Measuring your law firm’s profitability can be a daunting task. Evaluating lawyer and staff performances can be stressful, making it even more important to quantify your firm’s profitability as fairly and objectively as possible. Regardless of how your firm charges your clients, measuring productivity will be key to better understanding your firm’s profitability.
There are many ways to measure your firm’s performance and qualify your firm’s financial and operational health. Improving profitability is about much more than implementing cost-cutting measures. In fact, reducing your budget for staff, technology, and professional development may even be detrimental to your profitability in the long term. Nevertheless, there are three primary key performance indicators (KPIs) that should be included in every law firm’s regular profitability reviews.
1. Utilization Rate
Measuring your lawyers’ utilization rates is instrumental in understanding their productivity. It is a measure of how much time is spent on work that is billable to clients. Utilization is expressed as a percentage and is calculated by dividing a lawyer’s billable hours by the total hours worked.
Although most lawyers spend at least some of their time on administrative matters, your law firm should aim for utilization rates as close to 100 percent as possible to ensure maximum productivity. Moreover, utilization rates should be tracked on a monthly, quarterly, and yearly basis.
Tracking this information will allow your law firm to analyze trends over time, determine which attorneys are working most effectively, and make any necessary changes as soon as possible.
2. Realization Rate
Realization rate is another important KPI that will provide your law firm with important information related to your attorneys’ productivity. The realization rate is a measure of how many hours an attorney records in comparison with the fees that are ultimately collected. It is calculated as a percentage, with fees recorded divided by fees collected.
As with utilization rates, your law firm should aspire to achieve a 100 percent realization rate, and strive to track it monthly, quarterly, and yearly. Anything less may be an indication that problems exist. Negligent clients, inefficient billing and collection practices, and redundant workloads are just some of the common productivity challenges that prevent law firms from realizing a 100 percent realization rate.
3. Outstanding Balances and Fees
Tracking outstanding balances is crucial to accurately measuring the productivity of your law firm’s attorneys and staff. Outstanding balances and unpaid invoices are a problem that plagues many law firms. Although unpaid balances may be an indication of poor attorney performance and client dissatisfaction, they may also be evidence of poor invoicing and collection practices on the part of your firm’s staff.
Evaluating your firm’s work-in-process (WIP) fees can help you better determine whether outstanding fees are, in large part, due to lawyer performance or billing staff shortcomings.

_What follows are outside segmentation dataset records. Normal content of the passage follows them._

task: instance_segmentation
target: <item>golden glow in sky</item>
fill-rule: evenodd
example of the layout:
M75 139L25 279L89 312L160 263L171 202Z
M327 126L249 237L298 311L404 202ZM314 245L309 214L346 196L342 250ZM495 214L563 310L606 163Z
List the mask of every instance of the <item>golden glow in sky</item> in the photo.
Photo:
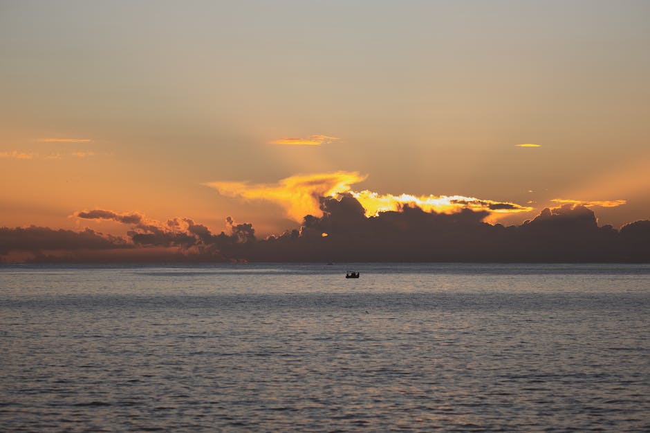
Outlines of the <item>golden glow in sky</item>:
M345 193L369 216L521 224L570 203L617 228L649 219L650 3L588 9L11 2L0 227L116 233L68 218L115 209L268 234Z

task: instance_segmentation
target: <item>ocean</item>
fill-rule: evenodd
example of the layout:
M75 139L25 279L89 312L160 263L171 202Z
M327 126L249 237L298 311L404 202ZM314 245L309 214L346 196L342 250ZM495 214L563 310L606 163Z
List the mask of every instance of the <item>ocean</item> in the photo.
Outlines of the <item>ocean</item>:
M0 338L4 432L650 431L648 264L6 264Z

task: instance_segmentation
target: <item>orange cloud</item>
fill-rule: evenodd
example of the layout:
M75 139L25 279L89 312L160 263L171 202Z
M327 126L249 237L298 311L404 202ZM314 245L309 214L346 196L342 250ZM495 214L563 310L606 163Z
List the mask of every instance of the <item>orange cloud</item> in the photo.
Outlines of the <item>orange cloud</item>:
M337 171L291 176L276 184L251 185L240 182L212 182L204 184L223 195L278 203L286 209L289 218L300 222L306 215L322 216L321 197L349 192L350 185L366 177L356 171Z
M280 138L269 142L269 144L287 144L290 146L320 146L341 139L328 135L311 135L308 138Z
M369 191L352 193L352 195L366 209L366 216L375 216L380 212L399 211L404 206L419 207L425 212L455 213L463 209L486 211L490 213L528 212L532 207L508 202L496 202L463 195L420 195L411 194L379 195Z
M592 200L585 202L583 200L574 200L567 198L554 198L550 201L555 203L570 203L571 204L579 204L586 207L590 207L592 206L600 206L601 207L616 207L618 206L622 206L623 204L627 203L626 200Z
M0 158L13 158L15 160L32 160L34 157L38 156L38 153L30 152L19 152L18 151L12 151L11 152L0 152Z
M89 138L39 138L37 142L41 143L89 143Z
M249 200L264 200L279 204L287 215L301 222L306 215L321 217L321 197L339 197L349 193L365 209L366 216L381 212L400 211L405 206L419 207L426 212L454 213L463 209L485 211L492 215L528 212L532 207L508 202L482 200L463 195L421 195L411 194L380 195L367 190L353 191L351 185L364 180L367 176L357 172L337 171L331 173L291 176L277 184L249 184L238 182L214 182L205 184L219 193Z
M93 156L95 155L95 152L73 152L71 155L76 156L77 158L85 158L88 156Z

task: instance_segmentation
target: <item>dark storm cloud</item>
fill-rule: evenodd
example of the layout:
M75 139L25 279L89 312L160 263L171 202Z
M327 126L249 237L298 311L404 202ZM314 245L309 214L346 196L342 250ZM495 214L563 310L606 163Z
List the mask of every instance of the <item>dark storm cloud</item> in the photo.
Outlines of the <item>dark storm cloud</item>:
M106 249L129 247L121 238L104 235L90 229L78 232L35 226L15 229L0 227L0 254L12 251L35 252L48 249Z
M124 224L138 224L143 219L142 215L138 213L120 214L103 209L76 212L75 216L85 220L113 220Z
M305 216L299 230L265 240L256 238L252 224L230 217L228 233L216 234L187 218L162 224L135 213L80 212L131 227L125 238L3 228L0 256L41 262L650 262L650 221L618 231L598 227L593 211L573 204L508 227L485 222L488 211L469 209L447 214L406 206L366 217L349 194L322 198L320 209L322 216ZM29 256L21 258L20 252Z

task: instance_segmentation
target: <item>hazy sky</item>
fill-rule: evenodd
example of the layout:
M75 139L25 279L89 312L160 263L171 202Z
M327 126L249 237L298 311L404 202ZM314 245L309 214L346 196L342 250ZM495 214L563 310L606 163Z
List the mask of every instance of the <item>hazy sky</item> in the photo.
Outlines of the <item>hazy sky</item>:
M649 1L0 0L0 226L281 231L251 189L341 172L618 227L650 219L649 77Z

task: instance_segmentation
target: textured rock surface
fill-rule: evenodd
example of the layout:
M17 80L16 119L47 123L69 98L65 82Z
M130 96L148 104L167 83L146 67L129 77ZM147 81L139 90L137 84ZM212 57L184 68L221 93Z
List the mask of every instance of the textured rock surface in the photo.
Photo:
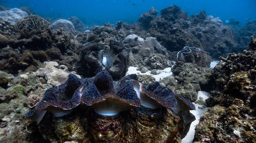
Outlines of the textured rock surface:
M36 75L39 77L44 77L47 81L47 83L53 85L58 85L67 80L70 72L68 68L64 65L59 66L56 62L45 62L45 67L39 68L36 71ZM72 72L79 78L79 75L76 74L75 72Z
M187 17L180 8L170 6L160 12L160 16L148 17L150 12L142 14L139 19L148 18L150 22L147 21L148 26L140 25L151 36L162 41L161 44L169 50L179 51L185 46L195 46L217 59L230 51L229 48L236 44L230 28L219 18L207 16L204 11Z
M84 25L81 21L79 20L77 17L72 16L68 19L71 21L75 26L75 28L79 32L83 32L84 31Z
M214 88L211 77L212 69L209 68L200 67L189 63L177 62L172 71L177 84L174 82L173 79L168 81L166 80L170 79L164 79L163 81L165 85L175 88L178 94L190 101L197 100L198 91L209 91Z
M219 92L208 101L214 106L202 116L194 141L254 142L256 40L239 54L229 54L214 69Z
M63 19L59 19L51 24L51 27L53 30L58 30L63 28L66 31L74 33L75 32L75 26L72 22Z
M0 17L4 20L14 24L18 20L28 16L28 14L18 8L0 11Z

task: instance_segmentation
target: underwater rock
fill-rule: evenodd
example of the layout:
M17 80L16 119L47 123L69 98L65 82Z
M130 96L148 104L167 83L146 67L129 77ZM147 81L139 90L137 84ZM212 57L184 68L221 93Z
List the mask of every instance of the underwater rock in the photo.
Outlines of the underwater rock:
M0 11L0 17L14 24L18 20L28 16L28 14L18 8L13 8L8 10Z
M211 58L209 53L200 48L185 46L177 53L177 61L196 64L202 67L210 67Z
M142 57L148 56L154 53L161 53L168 56L166 48L153 37L147 37L144 39L135 34L128 35L122 42L130 47L133 53L138 53Z
M166 67L172 67L173 65L165 55L160 53L156 53L149 56L146 63L152 69L158 70L163 70Z
M55 117L46 114L39 129L48 139L62 142L141 142L148 134L152 135L146 138L148 141L178 141L178 132L182 132L178 127L179 118L170 110L177 104L174 92L159 82L143 85L138 79L131 74L114 81L106 70L86 79L70 74L65 83L47 90L42 100L25 117L39 122L46 110L53 113ZM73 110L70 116L65 116ZM47 131L40 129L42 126L54 128ZM57 135L53 137L49 130Z
M242 49L248 47L248 43L250 43L251 40L250 36L255 33L256 33L256 20L248 21L242 28L236 33L233 32L234 38L239 44L239 47L243 47ZM242 52L242 50L240 49L239 51Z
M104 51L90 51L84 55L83 63L86 77L91 77L98 72L106 70L114 79L120 79L126 72L129 64L129 50L121 43L110 42L110 49Z
M182 11L179 7L175 5L169 6L160 11L161 17L168 21L175 21L175 20L183 18L186 20L187 14Z
M75 32L75 28L74 24L71 21L68 20L60 19L51 24L51 28L52 30L57 30L61 27L72 33Z
M194 141L255 142L255 41L252 37L243 52L220 58L212 74L218 90L206 102L212 107L202 116Z
M5 10L9 10L10 8L8 7L4 7L3 6L0 5L0 11L5 11Z
M50 22L36 15L29 16L16 23L20 34L20 39L29 39L34 35L41 36L50 30Z
M150 22L147 22L150 24L146 30L171 51L181 50L189 45L200 47L209 52L212 58L218 59L236 46L231 30L218 17L206 16L203 12L187 17L176 6L170 6L160 12L161 16L148 19Z
M71 16L68 19L71 21L75 26L75 28L79 32L83 32L84 31L84 25L81 21L76 16Z
M141 27L146 29L148 27L150 22L156 17L158 13L158 11L152 7L149 12L145 12L140 16L138 22Z
M67 80L69 72L66 66L59 66L56 62L45 62L44 63L45 64L45 67L37 70L36 74L38 77L44 77L47 83L53 85L58 85ZM75 72L71 73L80 78Z
M23 7L20 7L19 9L21 10L27 12L27 13L29 15L35 14L35 13L34 12L33 12L33 11L32 11L30 7L29 7L23 6Z
M215 82L211 76L212 69L210 68L178 61L172 68L172 71L178 84L174 85L171 80L165 85L175 88L177 94L190 101L197 100L199 91L209 91L214 89Z
M14 24L0 18L0 34L5 36L14 36L17 31Z

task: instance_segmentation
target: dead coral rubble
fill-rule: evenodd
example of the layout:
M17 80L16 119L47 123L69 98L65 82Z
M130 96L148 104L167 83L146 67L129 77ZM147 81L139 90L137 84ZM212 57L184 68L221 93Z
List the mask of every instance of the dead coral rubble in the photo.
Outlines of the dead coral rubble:
M256 39L239 54L229 54L214 69L219 91L208 100L194 141L255 142Z

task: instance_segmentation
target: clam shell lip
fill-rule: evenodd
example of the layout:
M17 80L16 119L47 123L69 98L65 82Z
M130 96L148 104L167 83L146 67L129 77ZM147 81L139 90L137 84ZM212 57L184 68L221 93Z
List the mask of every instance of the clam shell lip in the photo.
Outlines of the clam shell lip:
M139 107L140 106L140 102L139 100L127 100L124 98L122 98L117 96L115 94L106 94L103 96L99 97L98 98L95 98L94 100L84 100L85 99L82 97L82 102L84 104L91 106L94 105L95 104L100 104L103 103L106 100L110 100L112 101L115 101L112 102L112 104L115 104L115 103L119 103L118 102L125 104L125 106L127 105L130 105L132 106ZM112 106L112 105L111 105Z
M130 101L123 99L114 94L106 94L101 99L97 100L92 107L95 112L102 116L114 116L117 113L127 110L133 107L139 107L139 101Z
M58 88L52 88L47 90L45 93L44 97L37 104L38 107L41 109L45 109L48 106L53 106L63 110L70 110L80 104L81 95L79 91L81 90L81 88L78 88L72 98L68 101L59 100L55 97L55 92L59 92L58 89ZM61 92L59 94L65 94L64 92Z
M183 108L187 108L188 110L195 110L196 107L193 103L191 103L188 100L184 98L182 96L178 94L175 95L175 98L179 102Z
M146 88L142 83L140 83L140 91L141 92L145 94L148 96L148 97L151 98L155 102L157 102L162 106L171 109L171 108L174 107L177 105L177 102L174 96L175 94L174 92L173 92L171 93L171 94L169 94L168 96L166 97L160 96L159 95L154 93L153 91L146 90ZM167 88L163 87L162 88ZM167 89L170 90L168 88Z

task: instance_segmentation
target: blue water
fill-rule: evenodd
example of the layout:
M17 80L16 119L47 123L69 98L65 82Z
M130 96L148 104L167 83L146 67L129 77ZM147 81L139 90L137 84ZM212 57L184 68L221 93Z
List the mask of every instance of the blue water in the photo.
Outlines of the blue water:
M205 10L208 15L219 17L223 21L233 17L240 26L256 19L256 0L1 0L0 5L11 8L29 6L43 17L67 19L75 16L88 25L115 24L118 21L137 22L139 16L152 7L160 11L171 5L180 7L188 16Z

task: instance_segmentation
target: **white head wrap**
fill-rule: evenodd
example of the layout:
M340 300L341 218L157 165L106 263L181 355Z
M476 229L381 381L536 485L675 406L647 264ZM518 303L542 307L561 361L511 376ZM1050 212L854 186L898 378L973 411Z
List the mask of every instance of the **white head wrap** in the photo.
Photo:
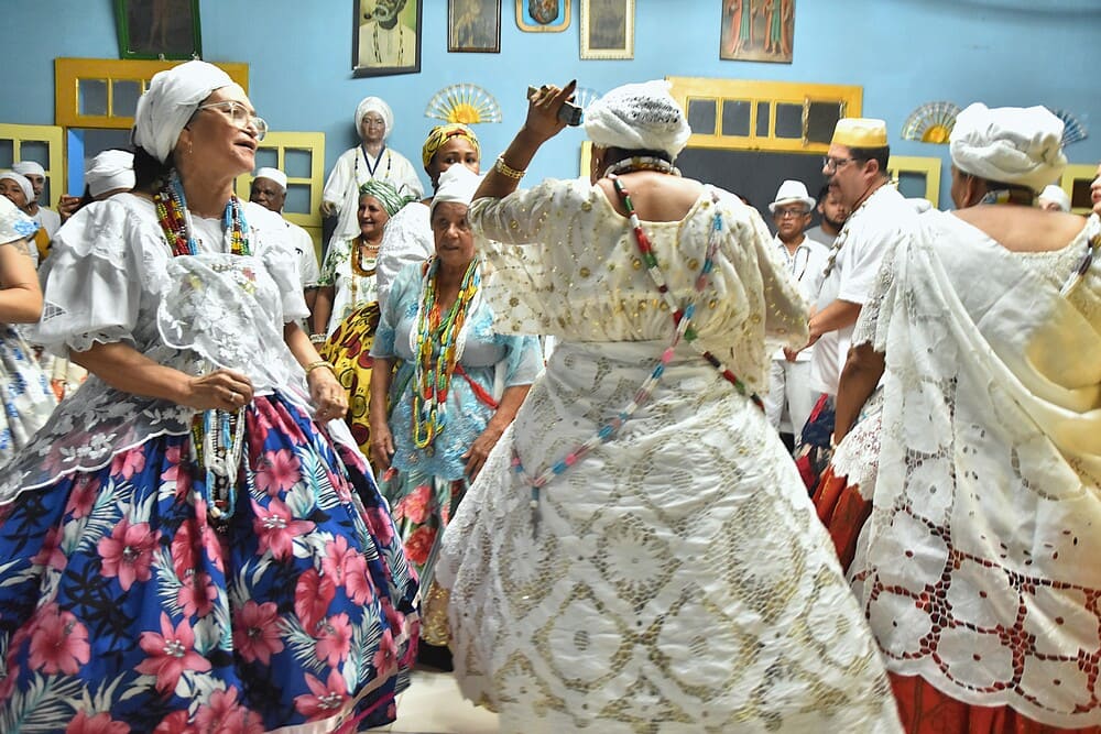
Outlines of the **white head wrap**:
M280 185L283 193L286 193L286 174L279 168L257 168L257 175L252 177L253 180L257 178L268 178Z
M0 178L10 178L19 184L19 187L23 189L24 196L26 196L26 202L34 201L34 187L31 186L31 182L26 179L26 176L14 171L2 171L0 172Z
M43 178L46 176L45 169L35 161L20 161L12 164L11 169L24 176L42 176Z
M950 138L952 163L963 173L1034 191L1059 177L1062 120L1043 107L971 105L956 118Z
M1059 207L1059 211L1070 211L1070 197L1062 190L1062 187L1048 184L1039 193L1039 202L1050 201Z
M432 197L432 213L436 212L438 204L454 201L470 206L481 179L481 176L461 164L453 165L439 174L439 186L436 187L436 195Z
M386 132L382 139L389 138L390 131L394 129L394 113L381 97L364 97L356 108L356 133L362 135L363 116L368 112L378 112L382 117L382 121L386 123Z
M625 151L665 151L675 158L691 130L663 79L615 87L585 110L585 132L595 145Z
M117 188L134 187L134 154L130 151L103 151L84 172L88 193L99 196Z
M145 149L161 163L165 163L176 146L179 132L195 113L195 108L215 89L233 84L229 75L214 64L187 62L164 72L157 72L149 89L138 100L134 145Z

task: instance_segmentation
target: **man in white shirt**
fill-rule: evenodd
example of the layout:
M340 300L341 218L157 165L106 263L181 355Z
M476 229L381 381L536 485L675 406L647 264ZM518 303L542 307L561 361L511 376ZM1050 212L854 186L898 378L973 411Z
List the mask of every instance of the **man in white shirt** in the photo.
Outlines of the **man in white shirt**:
M810 223L810 211L815 200L807 194L803 182L785 180L776 191L775 200L768 205L776 235L773 239L776 251L791 269L799 289L808 304L818 298L818 288L829 256L827 248L805 233ZM765 396L765 415L782 434L792 434L797 440L803 425L818 398L810 386L810 357L814 348L792 353L784 350L772 355L772 375L768 394Z
M283 204L286 201L286 174L279 168L258 168L255 177L252 179L252 188L249 191L249 201L259 204L282 216ZM306 306L309 308L312 319L314 302L317 299L317 281L321 276L317 265L314 238L309 237L309 232L288 222L285 218L283 222L286 224L287 240L298 254L298 276L302 278L302 292L306 298ZM306 321L306 324L309 322L309 320Z

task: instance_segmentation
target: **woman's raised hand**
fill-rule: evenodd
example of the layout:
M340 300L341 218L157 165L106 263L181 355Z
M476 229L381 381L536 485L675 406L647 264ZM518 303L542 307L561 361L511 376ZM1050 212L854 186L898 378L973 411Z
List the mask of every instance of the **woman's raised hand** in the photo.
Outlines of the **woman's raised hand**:
M527 121L524 127L541 140L550 140L566 123L558 118L558 110L577 90L577 79L565 87L543 85L527 98Z
M251 380L232 370L215 370L190 379L181 405L196 410L236 410L251 402Z

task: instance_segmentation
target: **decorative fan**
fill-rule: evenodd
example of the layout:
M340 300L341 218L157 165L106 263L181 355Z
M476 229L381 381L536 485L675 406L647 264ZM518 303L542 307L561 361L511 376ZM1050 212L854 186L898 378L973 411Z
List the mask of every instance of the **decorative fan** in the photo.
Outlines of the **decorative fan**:
M926 102L906 118L902 127L903 140L947 143L959 113L959 106L952 102Z
M1082 124L1072 113L1067 110L1051 110L1051 113L1062 120L1064 147L1070 145L1071 143L1077 143L1080 140L1086 140L1089 136L1090 131L1087 130L1086 125Z
M600 92L596 89L589 87L578 87L574 91L574 103L580 107L582 110L589 108L589 105L600 99Z
M437 91L428 100L424 116L464 124L500 122L501 106L481 87L472 84L453 84Z

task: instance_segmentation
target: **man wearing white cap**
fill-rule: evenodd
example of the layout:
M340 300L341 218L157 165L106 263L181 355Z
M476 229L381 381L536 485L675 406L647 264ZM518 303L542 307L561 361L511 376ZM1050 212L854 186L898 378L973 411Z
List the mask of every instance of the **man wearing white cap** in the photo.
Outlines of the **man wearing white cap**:
M25 176L34 188L34 196L26 202L24 211L26 211L26 215L31 219L42 224L42 229L46 230L48 239L54 239L54 232L62 226L62 217L53 209L47 209L39 205L39 199L42 198L42 190L46 187L45 169L34 161L20 161L12 165L11 169Z
M829 256L826 245L805 233L814 206L815 200L807 193L806 185L791 179L781 184L776 199L768 205L776 224L773 244L798 281L808 304L818 298L818 288ZM814 348L804 349L793 353L793 359L789 360L784 350L780 349L772 355L768 394L764 398L765 414L773 428L782 434L793 434L795 438L803 431L818 396L810 386L813 352Z
M1070 211L1070 197L1061 187L1048 184L1036 198L1036 206L1050 211Z
M833 399L841 368L849 353L852 330L868 300L884 253L913 227L917 216L891 185L887 174L887 128L883 120L843 118L833 130L822 174L849 211L826 263L815 314L810 317L810 385L821 393L813 413L814 430L804 431L803 448L809 457L800 465L814 484L826 468L833 430Z
M258 168L257 175L252 179L249 200L282 216L283 205L286 202L286 174L279 168ZM317 250L314 247L314 238L309 237L309 232L297 224L288 222L285 217L283 222L286 224L291 245L298 253L302 292L306 297L306 306L309 307L312 318L314 300L317 298L317 281L321 276L320 269L317 266ZM306 321L306 324L308 322Z

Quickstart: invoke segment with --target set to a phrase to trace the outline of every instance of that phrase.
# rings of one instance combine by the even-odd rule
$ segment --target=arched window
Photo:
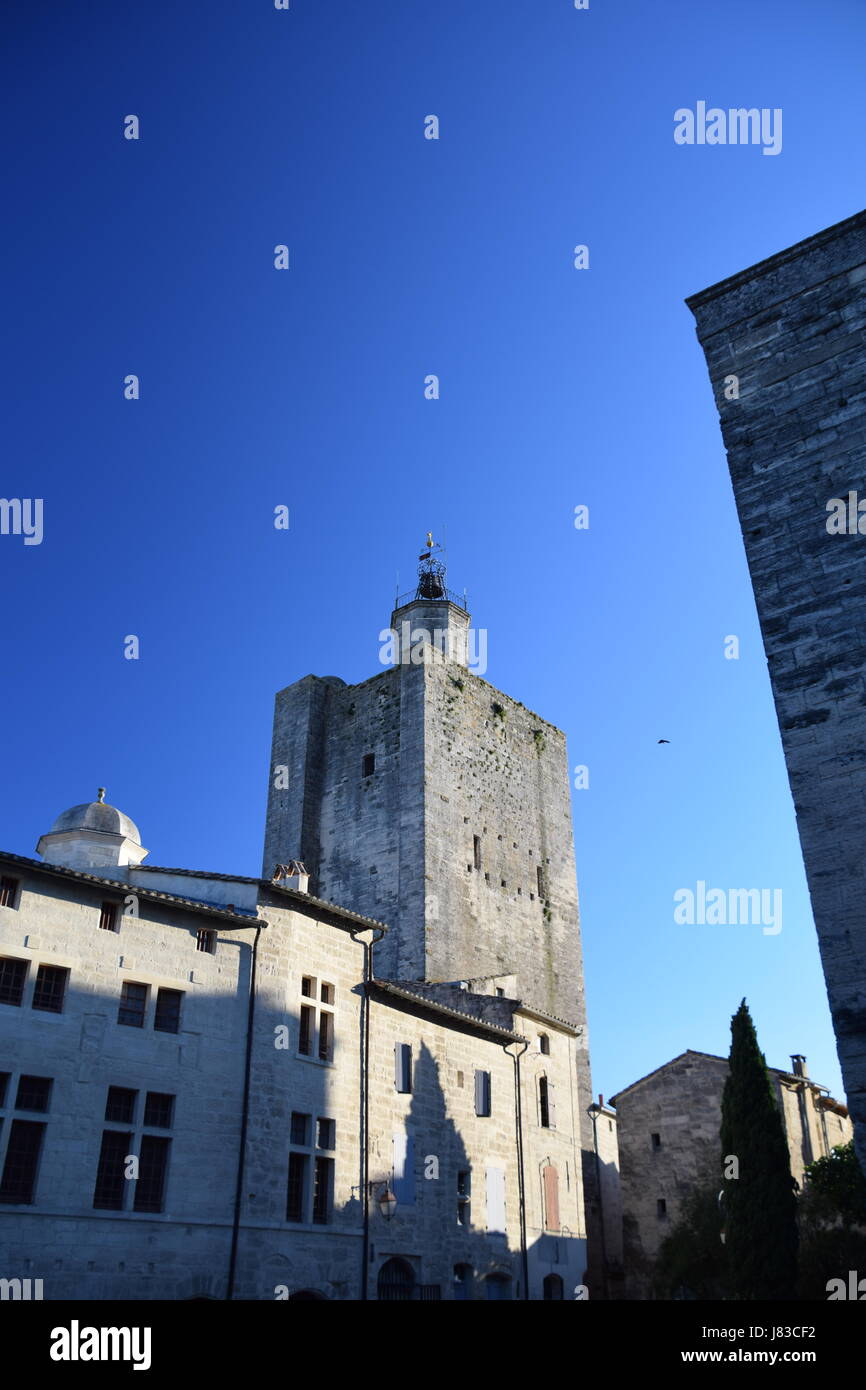
[[[473,1297],[473,1266],[455,1265],[455,1298],[464,1302]]]
[[[563,1282],[559,1275],[545,1275],[545,1302],[562,1302],[563,1298]]]
[[[416,1273],[405,1259],[388,1259],[379,1269],[377,1297],[381,1302],[410,1302]]]
[[[550,1129],[550,1090],[546,1076],[538,1077],[538,1123],[542,1129]]]

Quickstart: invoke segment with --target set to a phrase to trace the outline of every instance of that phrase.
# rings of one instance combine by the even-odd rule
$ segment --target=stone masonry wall
[[[719,406],[866,1170],[866,534],[827,531],[833,498],[866,496],[866,213],[688,304]],[[740,396],[728,400],[731,375]]]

WIP fees are a measure of those fees that have been captured by lawyers but not yet invoiced. Issues like failing to regularly invoice your clients can be quickly uncovered by analyzing WIP fees.
By adequately tracking all of your firm’s balances and fees, you can make strategic improvements to your firm’s billing practices across the board.
In The End...
Utilization rates, realizations rates, and the accumulation of fees all point to the efficiency and productivity of your firm’s attorneys and staff. Understanding that productivity drives profitability is key to identifying other key performance indicators to measure in addition to the ones laid out here. While measuring these KPIs is an important first step, evaluating your firm’s practices – and improving your firm’s workflow and technology – is the next step necessary to activate your profitability measurements and achieve real results!